Uluslararası nitelikte mesleki faaliyet yürütmek isteyen hukukçuların farklı hukuki dil, kültür, teori, yapı ve standartlar ile tanışmaları, söz konusu mesleki faaliyetlerin gerektirdiği bilgi ve becerilerle donanmaları önem arz eder. Diğer taraftan yaşanmakta olan sosyal ve dijital dönüşümün hukuki hizmetler üzerindeki etkilerini de göz önünde bulundurarak, geleneksel donanımın gerektirdiği mesleki yeterliliklere her geçen gün yenilerinin eklendiğini de söyleyebiliriz.

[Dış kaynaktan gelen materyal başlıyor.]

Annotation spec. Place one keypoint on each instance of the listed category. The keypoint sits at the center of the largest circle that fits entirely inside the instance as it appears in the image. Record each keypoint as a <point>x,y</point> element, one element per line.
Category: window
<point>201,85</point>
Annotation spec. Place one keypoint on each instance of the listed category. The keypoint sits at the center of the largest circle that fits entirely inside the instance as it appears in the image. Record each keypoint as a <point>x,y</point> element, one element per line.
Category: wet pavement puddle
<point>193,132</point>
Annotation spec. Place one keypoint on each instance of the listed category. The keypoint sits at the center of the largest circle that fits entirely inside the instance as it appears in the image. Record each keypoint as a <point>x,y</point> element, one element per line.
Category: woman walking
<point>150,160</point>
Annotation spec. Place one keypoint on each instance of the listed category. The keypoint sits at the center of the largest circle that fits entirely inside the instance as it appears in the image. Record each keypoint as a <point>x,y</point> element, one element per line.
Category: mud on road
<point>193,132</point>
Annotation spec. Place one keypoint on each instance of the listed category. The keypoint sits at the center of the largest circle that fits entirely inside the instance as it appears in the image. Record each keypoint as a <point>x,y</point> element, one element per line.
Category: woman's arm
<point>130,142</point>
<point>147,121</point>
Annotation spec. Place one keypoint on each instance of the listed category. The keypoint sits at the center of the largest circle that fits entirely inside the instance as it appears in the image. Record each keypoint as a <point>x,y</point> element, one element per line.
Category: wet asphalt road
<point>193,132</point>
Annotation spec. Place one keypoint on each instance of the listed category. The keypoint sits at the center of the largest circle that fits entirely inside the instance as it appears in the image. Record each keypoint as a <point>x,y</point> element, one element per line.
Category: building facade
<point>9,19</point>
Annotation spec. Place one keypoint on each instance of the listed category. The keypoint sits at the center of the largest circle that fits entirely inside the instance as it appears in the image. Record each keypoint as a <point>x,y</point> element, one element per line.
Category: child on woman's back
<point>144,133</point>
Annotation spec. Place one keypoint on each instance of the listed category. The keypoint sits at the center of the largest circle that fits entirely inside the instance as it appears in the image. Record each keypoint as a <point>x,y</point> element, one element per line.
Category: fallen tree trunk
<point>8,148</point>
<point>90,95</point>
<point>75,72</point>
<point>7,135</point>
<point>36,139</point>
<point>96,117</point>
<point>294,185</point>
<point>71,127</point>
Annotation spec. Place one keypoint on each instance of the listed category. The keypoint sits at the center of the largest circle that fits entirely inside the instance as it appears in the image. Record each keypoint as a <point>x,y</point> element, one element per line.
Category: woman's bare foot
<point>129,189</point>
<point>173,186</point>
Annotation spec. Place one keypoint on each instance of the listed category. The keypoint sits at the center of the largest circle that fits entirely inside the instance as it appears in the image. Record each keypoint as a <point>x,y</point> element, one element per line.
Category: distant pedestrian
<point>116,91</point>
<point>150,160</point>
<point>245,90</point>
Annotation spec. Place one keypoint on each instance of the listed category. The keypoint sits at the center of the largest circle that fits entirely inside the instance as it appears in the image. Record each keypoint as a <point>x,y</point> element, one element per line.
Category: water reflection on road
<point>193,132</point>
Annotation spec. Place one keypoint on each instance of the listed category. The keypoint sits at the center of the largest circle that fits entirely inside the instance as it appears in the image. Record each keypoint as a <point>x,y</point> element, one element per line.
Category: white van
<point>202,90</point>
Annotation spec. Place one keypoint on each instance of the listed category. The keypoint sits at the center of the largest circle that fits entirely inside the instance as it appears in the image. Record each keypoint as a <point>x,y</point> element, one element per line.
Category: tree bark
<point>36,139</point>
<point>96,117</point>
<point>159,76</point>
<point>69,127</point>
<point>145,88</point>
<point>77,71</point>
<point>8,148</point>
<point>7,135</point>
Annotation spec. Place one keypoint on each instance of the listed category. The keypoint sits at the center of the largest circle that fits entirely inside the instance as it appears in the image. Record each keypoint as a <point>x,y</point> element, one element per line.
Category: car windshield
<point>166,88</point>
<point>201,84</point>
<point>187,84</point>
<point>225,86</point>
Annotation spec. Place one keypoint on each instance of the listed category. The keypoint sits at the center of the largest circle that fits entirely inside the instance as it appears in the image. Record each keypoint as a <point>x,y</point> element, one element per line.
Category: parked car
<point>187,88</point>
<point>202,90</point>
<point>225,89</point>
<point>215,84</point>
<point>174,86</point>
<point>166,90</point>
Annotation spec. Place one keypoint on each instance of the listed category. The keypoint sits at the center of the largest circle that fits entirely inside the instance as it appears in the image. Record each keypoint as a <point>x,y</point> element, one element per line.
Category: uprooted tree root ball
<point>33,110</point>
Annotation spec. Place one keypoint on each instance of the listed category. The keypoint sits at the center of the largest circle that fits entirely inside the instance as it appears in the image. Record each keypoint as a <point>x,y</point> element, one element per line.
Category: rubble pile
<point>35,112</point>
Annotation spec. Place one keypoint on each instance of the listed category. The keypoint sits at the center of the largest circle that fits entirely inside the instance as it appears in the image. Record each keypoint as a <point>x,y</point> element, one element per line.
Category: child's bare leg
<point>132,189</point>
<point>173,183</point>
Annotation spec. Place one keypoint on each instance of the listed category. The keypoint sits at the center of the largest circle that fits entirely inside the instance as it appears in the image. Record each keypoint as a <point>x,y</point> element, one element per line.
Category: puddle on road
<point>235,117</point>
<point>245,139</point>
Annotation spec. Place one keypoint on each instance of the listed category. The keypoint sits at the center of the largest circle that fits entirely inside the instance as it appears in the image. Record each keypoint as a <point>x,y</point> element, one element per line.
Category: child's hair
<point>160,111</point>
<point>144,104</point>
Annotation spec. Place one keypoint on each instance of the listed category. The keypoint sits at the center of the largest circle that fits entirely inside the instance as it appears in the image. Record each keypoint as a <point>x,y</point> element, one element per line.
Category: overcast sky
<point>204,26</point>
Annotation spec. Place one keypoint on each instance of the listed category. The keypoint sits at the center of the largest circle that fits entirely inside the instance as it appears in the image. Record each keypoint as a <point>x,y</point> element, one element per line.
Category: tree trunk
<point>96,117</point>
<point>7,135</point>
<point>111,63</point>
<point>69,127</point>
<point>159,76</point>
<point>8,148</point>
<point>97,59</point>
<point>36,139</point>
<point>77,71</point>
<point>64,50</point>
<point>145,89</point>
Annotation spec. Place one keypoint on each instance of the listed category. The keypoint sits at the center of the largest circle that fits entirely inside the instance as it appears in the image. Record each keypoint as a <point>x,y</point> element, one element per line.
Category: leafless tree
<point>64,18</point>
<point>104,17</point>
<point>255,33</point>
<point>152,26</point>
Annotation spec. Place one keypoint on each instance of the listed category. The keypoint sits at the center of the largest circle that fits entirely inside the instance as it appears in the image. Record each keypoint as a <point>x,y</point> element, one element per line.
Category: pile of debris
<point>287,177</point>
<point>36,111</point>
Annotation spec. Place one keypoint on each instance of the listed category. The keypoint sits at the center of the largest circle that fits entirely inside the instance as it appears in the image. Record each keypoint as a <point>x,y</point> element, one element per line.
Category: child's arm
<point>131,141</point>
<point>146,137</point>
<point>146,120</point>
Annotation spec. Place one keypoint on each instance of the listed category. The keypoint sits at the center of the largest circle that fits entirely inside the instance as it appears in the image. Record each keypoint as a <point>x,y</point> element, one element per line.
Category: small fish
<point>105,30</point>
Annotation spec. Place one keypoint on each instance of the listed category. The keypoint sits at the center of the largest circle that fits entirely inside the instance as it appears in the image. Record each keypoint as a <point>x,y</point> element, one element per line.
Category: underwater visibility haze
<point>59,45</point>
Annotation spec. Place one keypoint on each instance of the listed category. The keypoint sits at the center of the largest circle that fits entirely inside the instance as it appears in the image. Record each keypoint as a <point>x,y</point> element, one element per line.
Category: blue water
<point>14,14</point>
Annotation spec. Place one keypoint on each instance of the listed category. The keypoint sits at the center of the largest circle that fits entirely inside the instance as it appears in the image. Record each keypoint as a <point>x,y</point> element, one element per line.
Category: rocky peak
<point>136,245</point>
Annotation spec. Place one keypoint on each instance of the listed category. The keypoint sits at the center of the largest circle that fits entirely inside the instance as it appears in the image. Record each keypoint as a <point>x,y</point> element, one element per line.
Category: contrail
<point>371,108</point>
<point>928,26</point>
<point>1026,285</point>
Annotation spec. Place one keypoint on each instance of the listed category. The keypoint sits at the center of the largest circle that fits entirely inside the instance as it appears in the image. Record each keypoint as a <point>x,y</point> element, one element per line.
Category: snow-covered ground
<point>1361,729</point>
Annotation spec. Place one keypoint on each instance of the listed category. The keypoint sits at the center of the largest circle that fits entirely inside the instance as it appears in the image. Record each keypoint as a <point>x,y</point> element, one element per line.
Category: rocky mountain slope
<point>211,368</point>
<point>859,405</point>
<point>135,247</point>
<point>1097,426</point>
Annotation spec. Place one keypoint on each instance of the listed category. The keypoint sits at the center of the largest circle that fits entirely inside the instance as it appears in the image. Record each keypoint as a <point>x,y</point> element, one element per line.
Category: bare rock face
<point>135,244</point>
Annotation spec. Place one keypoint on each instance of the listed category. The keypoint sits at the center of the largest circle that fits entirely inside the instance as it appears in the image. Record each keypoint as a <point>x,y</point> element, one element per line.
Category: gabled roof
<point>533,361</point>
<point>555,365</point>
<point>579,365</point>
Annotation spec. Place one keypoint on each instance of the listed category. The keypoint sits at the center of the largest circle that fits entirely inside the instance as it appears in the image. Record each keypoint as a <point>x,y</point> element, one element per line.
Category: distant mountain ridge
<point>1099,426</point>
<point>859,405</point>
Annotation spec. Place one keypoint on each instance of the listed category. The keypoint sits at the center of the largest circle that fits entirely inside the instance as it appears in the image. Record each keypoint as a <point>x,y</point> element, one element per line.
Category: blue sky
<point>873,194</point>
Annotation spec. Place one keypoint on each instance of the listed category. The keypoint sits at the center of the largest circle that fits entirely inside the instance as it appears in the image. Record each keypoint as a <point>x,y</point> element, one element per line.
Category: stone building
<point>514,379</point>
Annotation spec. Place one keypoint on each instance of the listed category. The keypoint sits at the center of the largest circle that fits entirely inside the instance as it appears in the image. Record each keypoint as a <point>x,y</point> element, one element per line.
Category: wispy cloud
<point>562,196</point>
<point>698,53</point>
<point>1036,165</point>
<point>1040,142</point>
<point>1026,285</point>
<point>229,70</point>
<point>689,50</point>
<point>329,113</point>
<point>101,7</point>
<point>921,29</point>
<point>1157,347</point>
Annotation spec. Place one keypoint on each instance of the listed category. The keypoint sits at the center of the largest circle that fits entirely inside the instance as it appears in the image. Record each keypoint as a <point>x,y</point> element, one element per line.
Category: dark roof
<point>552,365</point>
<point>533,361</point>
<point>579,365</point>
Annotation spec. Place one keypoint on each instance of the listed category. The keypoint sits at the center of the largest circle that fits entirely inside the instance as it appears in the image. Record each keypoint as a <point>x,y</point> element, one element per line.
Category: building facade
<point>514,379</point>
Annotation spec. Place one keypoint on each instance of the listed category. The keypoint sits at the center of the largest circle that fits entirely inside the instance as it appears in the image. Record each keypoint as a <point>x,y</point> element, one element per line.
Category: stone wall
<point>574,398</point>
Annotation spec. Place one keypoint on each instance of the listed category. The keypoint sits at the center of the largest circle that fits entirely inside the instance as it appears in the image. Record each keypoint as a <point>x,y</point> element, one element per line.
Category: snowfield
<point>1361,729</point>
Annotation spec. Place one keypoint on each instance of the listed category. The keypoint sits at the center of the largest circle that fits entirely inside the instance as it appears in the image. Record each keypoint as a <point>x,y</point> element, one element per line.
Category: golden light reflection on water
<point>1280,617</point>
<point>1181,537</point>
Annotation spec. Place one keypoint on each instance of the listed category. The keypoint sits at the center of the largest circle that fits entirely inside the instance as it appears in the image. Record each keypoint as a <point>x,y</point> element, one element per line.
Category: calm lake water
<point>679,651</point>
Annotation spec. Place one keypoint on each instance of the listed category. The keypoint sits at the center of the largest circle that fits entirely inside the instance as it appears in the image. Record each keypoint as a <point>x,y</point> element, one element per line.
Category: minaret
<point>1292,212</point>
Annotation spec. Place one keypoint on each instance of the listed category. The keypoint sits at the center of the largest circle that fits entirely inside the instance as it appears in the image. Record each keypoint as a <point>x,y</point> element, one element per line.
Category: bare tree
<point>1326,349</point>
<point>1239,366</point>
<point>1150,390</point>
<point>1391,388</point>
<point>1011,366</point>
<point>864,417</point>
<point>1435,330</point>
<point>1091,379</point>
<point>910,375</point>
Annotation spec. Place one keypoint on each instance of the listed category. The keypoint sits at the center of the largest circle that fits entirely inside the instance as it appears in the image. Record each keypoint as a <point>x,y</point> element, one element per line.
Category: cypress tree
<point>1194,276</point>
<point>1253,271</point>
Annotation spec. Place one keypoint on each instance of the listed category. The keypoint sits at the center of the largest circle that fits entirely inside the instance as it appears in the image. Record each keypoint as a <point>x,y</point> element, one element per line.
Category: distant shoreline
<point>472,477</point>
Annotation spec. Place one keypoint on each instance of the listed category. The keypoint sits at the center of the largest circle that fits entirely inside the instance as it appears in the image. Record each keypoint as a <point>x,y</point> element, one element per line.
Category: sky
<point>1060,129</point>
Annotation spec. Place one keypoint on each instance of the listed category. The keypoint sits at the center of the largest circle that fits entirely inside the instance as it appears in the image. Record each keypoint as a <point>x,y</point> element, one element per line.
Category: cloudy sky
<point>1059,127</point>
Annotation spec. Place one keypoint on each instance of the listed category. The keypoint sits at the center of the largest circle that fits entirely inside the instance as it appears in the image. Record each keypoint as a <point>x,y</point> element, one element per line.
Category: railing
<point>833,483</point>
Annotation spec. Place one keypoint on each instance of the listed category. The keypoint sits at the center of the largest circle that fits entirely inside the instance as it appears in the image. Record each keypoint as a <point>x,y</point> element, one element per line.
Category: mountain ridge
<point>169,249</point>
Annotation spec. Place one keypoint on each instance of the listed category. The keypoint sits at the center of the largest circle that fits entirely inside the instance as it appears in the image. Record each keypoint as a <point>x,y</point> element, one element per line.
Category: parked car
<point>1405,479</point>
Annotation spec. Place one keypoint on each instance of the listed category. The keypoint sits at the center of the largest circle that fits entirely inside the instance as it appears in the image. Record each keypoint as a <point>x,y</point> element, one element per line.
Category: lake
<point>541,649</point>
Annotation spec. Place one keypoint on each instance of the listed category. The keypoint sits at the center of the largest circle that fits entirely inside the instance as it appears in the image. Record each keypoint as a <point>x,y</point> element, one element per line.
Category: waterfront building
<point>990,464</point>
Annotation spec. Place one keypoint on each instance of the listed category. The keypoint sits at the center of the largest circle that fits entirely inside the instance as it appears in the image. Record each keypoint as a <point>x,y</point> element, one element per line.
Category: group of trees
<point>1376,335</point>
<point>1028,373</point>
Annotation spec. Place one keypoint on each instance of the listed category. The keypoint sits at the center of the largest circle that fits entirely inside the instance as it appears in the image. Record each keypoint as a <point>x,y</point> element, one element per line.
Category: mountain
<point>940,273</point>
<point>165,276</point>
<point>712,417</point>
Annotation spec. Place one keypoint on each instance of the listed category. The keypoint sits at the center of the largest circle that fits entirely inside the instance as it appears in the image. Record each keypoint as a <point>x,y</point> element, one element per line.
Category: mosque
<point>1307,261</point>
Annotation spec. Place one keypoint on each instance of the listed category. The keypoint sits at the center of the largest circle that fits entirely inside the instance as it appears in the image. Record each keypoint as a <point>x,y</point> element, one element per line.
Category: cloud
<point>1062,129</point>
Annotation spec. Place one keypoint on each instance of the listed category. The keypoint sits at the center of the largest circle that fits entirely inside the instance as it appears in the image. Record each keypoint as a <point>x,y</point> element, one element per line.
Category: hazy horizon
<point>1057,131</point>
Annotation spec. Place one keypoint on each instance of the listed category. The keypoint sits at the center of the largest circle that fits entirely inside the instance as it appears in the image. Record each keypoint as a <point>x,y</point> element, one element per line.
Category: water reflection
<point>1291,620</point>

Klasik yapıdaki uluslararası LL.M. programları hukukçuların sözünü ettiğim amaçlarına birinci derecede hizmet etmek üzere yeniliklere göre uyarlanan eğitim programlarından olmakla birlikte, erişilebilirlikleri pek çok farklı sebeple ne yazık ki oldukça sınırlı. Diğer taraftan çevrimiçi (online) LL.M. programlarının söz konusu problemlerin bir kısmını bertaraf edebilme işlevleri olsa da mesleki katkı/prestij - maddi yük dengesi bakımından her beklentiyi karşılamaları mümkün olmayabilir.
Acaba sair yenilikçi dijital öğrenme imkanları, uluslararası mesleki faaliyet yürütmek isteyen hukukçuların ihtiyaç duydukları donanıma katkı sağlayabilecek daha erişilebilir kaynaklar olarak değerlendirilebilir mi?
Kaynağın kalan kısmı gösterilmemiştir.